Cleared doctor: Millions on my defence ‘very hurtful’
Dr Carmody also said that lives of his former patients were lost after the Medical Council intervened in 2003 to prevent him from further providing his range of treatments to 150 cancer patients.
He said: “I believe lives were lost. I have no doubt that lives were lost.”
Dr Carmody, 65, of Ballycuggeran, Killaloe, was speaking yesterday after he was cleared of the two outstanding charges relating to obtaining €14,300 through falsely pretending he could cure the cancer of the late JJ Gallagher of Kingswood, Mullingar, Co Westmeath.

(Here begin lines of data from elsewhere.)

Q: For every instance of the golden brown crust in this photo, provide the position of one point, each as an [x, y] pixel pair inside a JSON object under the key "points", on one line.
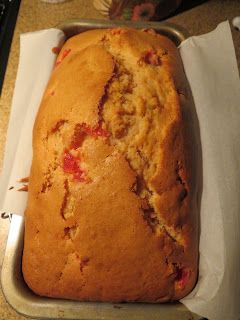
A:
{"points": [[112, 199]]}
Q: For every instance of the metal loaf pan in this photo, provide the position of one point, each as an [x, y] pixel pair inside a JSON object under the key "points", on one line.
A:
{"points": [[16, 292]]}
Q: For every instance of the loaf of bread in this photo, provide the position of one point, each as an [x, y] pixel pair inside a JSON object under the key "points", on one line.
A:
{"points": [[111, 212]]}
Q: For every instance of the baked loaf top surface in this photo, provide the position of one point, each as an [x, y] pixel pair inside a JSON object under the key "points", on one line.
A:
{"points": [[112, 199]]}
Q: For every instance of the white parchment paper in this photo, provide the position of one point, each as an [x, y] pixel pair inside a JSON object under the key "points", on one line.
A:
{"points": [[210, 65], [35, 66]]}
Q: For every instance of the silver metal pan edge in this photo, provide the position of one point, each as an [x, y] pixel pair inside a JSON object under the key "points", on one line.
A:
{"points": [[16, 292], [175, 32]]}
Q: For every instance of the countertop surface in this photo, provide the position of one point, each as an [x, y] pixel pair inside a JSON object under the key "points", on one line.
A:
{"points": [[36, 15]]}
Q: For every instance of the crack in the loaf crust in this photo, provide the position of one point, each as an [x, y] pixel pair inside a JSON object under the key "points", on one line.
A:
{"points": [[180, 179], [116, 110], [65, 198]]}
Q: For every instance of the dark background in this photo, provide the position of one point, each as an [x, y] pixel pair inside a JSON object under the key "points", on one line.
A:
{"points": [[8, 15]]}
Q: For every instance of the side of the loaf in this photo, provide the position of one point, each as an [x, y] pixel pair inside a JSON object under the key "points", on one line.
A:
{"points": [[111, 213]]}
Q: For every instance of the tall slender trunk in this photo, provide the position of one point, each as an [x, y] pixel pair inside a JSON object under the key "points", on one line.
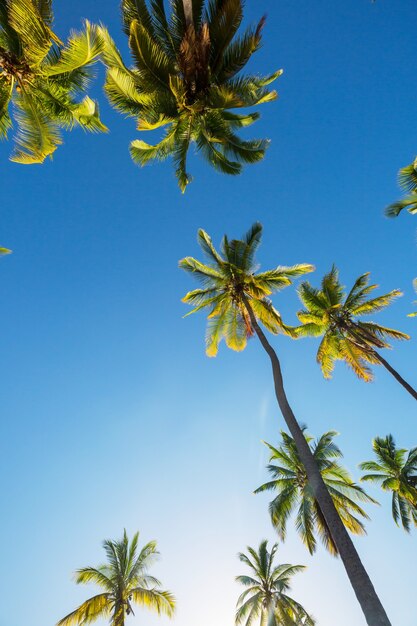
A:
{"points": [[188, 12], [372, 608], [396, 375], [362, 335]]}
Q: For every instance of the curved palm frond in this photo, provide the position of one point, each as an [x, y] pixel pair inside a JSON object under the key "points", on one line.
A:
{"points": [[265, 596], [331, 313], [296, 496], [44, 78], [396, 472], [187, 77], [125, 579], [229, 279]]}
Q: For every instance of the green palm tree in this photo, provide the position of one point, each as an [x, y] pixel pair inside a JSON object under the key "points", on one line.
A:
{"points": [[186, 77], [237, 300], [294, 493], [43, 79], [330, 313], [265, 598], [397, 473], [407, 180], [125, 581]]}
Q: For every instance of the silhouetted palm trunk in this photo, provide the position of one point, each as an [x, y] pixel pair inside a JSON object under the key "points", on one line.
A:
{"points": [[371, 605], [361, 333], [396, 375], [188, 12]]}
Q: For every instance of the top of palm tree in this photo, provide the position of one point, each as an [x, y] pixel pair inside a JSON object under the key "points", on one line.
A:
{"points": [[395, 471], [43, 78], [229, 282], [266, 596], [295, 493], [407, 180], [187, 77], [125, 581], [336, 315]]}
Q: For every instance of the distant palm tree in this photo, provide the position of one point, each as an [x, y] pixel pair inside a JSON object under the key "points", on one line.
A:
{"points": [[43, 79], [330, 313], [397, 473], [294, 492], [265, 598], [237, 299], [186, 77], [125, 581], [407, 179]]}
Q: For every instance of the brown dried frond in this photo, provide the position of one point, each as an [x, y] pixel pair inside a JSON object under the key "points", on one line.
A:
{"points": [[194, 61]]}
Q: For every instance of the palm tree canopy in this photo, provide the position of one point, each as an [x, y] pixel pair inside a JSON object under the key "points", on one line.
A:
{"points": [[395, 471], [228, 280], [187, 78], [43, 78], [336, 316], [294, 492], [265, 597], [407, 180], [125, 581]]}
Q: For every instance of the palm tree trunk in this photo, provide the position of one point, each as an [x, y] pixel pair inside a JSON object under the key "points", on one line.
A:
{"points": [[396, 375], [188, 12], [372, 608]]}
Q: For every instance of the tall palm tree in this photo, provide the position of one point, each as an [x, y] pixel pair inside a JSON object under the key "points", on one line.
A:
{"points": [[330, 313], [407, 180], [186, 77], [125, 581], [237, 299], [290, 482], [265, 598], [397, 473], [43, 79]]}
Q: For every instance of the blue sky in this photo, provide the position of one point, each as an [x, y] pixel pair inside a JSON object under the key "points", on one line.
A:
{"points": [[113, 416]]}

At Ennis Circuit Court, counsel for the State, Stephen Coughlan, said: “I’m sure Dr Carmody’s family will be pleased and relieved to hear that the Director of Public Prosecutions has directed that a nolle prosqui be entered in those proceedings.”
The decision by the DPP comes seven months after Judge Raymond Fullam directed that Dr Carmody be found not guilty on all nine charges of obtaining €16,554 from the families of Co Wexford schoolboy Conor O’Sullivan, 15, and Kilkenny man John Sheridan, 57, in 2001-2002 at the East Clinic in Killaloe, Co Clare.
Judge Fullam said last December the evidence against Dr Carmody was so weak it would be a mistake to allow the case go to jury.
Yesterday’s two-minute hearing brings to a close a nine-year long prosecution process against Dr Carmody that commenced in 2004 when gardaí searched his Killaloe Clinic, and included three separate criminal trials between 2008 and 2012.
In the first case of its type in Ireland, charges were first brought against Dr Carmody in 2006 after a two-year long Garda investigation — the Killaloe doctor had been struck off as a GP by the Medical Council in 2004.